What followed was a decade-long exercise in building technology for people at the edges of healthcare systems rather than its center, a distinction that drove nearly every design and regulatory choice the company made.

Designing for the First-Time User
The challenge Fulcher encountered early had less to do with engineering than with human behavior. Nearly half of RingMD’s users were accessing healthcare for the first time, not just new to telemedicine but to navigating healthcare systems at all.
That reality rewrote the product roadmap. “One of the biggest lessons was that when people are accessing a service for the first time, simplicity matters far more than sophistication,” he said. “The technology had to be intuitive, lightweight, and designed for mobile-first environments where connectivity might be inconsistent.”
The mobile-first constraint was also a market reality. Smartphone adoption was accelerating across Southeast Asia faster than fixed-line infrastructure could be built out. Millions of people who’d never had a landline were carrying internet-connected devices. “People who had never had a landline suddenly had a smartphone in their pocket,” Fulcher said. “If technology could connect people to banking, transportation, and information, why couldn’t it connect them to medical care?”
Answering that question required more than good software. Trust had to be built with users who had no prior experience with digital health services. “When someone is speaking to a doctor for the first time through a digital platform, the experience needs to feel reliable and human,” he said. Designing for that condition produced platforms that worked better everywhere. “If the system works well there, it often works even better in more developed environments.”
Navigating Regulatory Complexity at Scale
Scaling across 22 countries meant operating inside 22 different regulatory environments, each with its own licensing rules, privacy standards, and expectations about how care should be delivered. Those differences were treated as part of the design problem, not external friction to be minimized.
“The starting point was recognizing that most healthcare regulation exists for a reason, patient safety and trust,” Fulcher said. “Rather than trying to push against regulatory frameworks, our approach was to work within them and build strong relationships with local healthcare institutions and regulators.”
That approach earned RingMD a place inside Singapore’s Ministry of Health regulatory sandbox in 2018, one of the first telemedicine companies to be selected for the program. The sandbox allowed new care models to be tested in a structured, supervised environment ahead of broader licensing. “Instead of forcing companies to operate in a regulatory gray area, it created a structured environment where new models of care could be tested safely,” Fulcher said.
The Singapore decision was itself deliberate. Fulcher chose the city-state over Silicon Valley because its infrastructure was strong, its healthcare system was trusted, and its regulatory environment was open to collaboration. Starting there forced the team to think about healthcare access at scale from day one.

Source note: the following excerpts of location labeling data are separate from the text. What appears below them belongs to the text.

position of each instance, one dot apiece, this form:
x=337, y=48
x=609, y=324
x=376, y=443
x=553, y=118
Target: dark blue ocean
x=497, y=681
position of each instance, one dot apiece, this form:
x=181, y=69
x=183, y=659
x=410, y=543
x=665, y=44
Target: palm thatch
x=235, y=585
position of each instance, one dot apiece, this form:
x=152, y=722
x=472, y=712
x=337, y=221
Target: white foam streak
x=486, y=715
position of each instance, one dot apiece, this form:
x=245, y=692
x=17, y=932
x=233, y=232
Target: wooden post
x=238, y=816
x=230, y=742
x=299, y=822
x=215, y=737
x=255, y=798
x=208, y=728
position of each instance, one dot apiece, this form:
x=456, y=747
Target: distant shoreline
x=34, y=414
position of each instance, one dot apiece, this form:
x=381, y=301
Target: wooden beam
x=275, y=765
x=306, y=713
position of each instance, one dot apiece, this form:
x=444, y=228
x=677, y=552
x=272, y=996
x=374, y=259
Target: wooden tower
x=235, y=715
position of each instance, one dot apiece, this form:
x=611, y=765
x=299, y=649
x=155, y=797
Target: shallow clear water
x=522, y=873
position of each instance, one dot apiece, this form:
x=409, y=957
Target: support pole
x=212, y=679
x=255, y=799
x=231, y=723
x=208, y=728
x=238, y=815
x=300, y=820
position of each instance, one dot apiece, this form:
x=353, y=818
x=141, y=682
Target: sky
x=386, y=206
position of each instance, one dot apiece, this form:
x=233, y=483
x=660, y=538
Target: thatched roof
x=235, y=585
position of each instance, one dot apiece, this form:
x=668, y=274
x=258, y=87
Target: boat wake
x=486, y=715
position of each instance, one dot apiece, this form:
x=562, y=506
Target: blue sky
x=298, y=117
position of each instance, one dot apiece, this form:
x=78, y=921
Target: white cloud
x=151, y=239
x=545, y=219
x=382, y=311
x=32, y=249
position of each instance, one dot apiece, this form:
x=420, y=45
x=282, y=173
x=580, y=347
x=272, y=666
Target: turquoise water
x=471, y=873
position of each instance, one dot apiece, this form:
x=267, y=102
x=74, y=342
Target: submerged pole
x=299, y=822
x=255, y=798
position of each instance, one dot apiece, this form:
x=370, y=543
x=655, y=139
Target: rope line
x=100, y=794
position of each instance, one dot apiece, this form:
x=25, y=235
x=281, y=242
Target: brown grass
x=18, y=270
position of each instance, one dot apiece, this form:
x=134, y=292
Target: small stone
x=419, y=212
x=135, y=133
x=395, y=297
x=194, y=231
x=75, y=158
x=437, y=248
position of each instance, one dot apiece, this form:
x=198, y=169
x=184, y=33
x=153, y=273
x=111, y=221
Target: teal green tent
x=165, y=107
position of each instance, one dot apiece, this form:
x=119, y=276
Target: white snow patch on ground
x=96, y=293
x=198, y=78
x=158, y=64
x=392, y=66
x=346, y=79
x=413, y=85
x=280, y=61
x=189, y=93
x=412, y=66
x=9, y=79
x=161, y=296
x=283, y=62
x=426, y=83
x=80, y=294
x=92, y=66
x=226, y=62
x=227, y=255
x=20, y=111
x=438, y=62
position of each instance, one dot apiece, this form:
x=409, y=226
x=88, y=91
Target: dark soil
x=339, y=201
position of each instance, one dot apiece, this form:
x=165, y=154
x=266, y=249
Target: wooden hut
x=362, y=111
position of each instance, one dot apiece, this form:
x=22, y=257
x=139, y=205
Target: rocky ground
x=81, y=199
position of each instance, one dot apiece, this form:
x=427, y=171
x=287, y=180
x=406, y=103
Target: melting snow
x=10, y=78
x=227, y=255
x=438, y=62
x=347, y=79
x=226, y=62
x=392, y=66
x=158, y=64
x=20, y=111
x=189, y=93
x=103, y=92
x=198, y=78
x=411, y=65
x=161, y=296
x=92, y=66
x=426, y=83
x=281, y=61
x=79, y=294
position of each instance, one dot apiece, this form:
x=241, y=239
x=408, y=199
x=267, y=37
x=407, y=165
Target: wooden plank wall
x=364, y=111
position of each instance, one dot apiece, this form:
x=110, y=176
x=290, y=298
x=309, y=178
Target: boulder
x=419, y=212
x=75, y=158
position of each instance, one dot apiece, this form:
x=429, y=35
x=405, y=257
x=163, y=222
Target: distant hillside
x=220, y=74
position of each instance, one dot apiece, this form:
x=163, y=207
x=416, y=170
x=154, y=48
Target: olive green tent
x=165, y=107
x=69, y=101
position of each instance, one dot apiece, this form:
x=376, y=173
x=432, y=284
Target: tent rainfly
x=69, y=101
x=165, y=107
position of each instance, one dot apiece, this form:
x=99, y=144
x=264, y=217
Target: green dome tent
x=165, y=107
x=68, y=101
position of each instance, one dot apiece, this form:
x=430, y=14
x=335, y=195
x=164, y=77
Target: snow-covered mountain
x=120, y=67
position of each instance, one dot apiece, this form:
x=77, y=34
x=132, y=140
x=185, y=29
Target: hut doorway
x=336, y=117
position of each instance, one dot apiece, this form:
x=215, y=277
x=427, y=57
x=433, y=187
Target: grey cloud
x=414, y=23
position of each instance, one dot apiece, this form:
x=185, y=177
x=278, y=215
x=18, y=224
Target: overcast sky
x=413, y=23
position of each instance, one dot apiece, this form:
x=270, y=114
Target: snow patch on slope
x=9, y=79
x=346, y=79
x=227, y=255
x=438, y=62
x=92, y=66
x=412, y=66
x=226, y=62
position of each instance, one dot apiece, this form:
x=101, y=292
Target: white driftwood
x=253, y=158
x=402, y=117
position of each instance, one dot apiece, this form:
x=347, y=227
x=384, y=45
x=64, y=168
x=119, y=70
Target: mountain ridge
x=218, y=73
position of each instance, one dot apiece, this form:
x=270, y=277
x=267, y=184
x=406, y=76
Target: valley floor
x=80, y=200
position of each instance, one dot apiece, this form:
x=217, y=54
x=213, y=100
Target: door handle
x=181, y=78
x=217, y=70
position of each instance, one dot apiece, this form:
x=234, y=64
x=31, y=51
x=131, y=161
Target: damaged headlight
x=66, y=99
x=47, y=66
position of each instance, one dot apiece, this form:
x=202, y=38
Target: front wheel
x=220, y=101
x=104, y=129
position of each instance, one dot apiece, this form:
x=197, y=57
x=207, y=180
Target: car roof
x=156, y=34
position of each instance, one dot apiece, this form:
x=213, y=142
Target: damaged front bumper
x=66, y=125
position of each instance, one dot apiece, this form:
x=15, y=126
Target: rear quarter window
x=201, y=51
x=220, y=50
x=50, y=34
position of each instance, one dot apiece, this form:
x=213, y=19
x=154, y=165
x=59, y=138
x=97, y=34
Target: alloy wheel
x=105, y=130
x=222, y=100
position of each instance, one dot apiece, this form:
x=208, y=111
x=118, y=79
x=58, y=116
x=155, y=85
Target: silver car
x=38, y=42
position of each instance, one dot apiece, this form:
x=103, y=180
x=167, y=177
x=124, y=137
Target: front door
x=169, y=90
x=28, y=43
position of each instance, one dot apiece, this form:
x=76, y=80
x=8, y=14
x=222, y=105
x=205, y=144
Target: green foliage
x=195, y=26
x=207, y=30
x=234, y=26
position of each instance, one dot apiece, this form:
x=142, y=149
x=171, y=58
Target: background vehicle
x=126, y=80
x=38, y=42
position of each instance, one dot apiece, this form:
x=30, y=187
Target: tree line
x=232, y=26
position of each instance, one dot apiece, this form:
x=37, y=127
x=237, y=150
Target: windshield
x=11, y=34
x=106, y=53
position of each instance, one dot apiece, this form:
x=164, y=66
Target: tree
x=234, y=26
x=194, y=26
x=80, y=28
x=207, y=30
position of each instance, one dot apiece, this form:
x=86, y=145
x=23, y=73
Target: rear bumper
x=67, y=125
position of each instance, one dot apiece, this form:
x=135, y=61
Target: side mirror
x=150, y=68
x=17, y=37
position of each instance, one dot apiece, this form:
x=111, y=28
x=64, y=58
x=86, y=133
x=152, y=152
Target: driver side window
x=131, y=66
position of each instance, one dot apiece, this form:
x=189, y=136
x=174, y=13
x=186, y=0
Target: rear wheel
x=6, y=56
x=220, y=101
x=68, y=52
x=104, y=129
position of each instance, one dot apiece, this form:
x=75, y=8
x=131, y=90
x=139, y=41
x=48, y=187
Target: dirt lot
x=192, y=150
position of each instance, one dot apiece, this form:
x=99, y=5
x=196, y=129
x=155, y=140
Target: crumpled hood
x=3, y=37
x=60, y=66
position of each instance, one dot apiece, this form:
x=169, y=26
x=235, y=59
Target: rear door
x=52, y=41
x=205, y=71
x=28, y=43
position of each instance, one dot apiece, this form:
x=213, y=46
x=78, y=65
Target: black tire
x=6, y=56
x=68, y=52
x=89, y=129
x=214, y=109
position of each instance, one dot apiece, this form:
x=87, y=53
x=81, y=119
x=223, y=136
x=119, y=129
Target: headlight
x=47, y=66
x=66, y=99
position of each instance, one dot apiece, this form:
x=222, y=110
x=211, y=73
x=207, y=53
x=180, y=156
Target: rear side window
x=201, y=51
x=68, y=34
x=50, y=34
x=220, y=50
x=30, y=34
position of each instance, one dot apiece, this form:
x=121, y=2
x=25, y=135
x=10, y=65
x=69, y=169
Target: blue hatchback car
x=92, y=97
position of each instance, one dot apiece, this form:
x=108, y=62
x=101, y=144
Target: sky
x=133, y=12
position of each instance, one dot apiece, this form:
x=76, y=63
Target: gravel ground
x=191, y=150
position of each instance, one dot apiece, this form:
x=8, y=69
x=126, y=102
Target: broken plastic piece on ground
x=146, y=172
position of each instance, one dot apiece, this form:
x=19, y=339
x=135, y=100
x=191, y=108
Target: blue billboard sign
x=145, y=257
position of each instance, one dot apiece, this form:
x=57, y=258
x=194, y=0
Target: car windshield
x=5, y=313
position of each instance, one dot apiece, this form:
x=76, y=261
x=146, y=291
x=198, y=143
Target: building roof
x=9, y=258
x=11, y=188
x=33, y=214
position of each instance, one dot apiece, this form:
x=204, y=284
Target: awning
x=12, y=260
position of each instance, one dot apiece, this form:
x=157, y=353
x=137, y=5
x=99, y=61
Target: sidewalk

Healthcare Technology as a Systems Problem
The lesson Fulcher draws from the RingMD experience centers on systems more than software.
“At scale, you realize healthcare technology isn’t just a software problem,” he said. “It’s a systems problem involving regulation, institutions, and trust. Successfully expanding across countries required adapting to those systems while still maintaining a unified platform.”
That framing sets what RingMD built apart from platforms designed primarily for convenience in markets where healthcare access already exists. The company’s early users weren’t choosing between in-person and digital care. For many, digital was the only option available. Serving them required a platform that was durable, compliant, and reliable across vastly different infrastructure conditions.
“For many people on the platform,” Justin Fulcher said, “it was the first time they had ever been able to speak with a doctor.”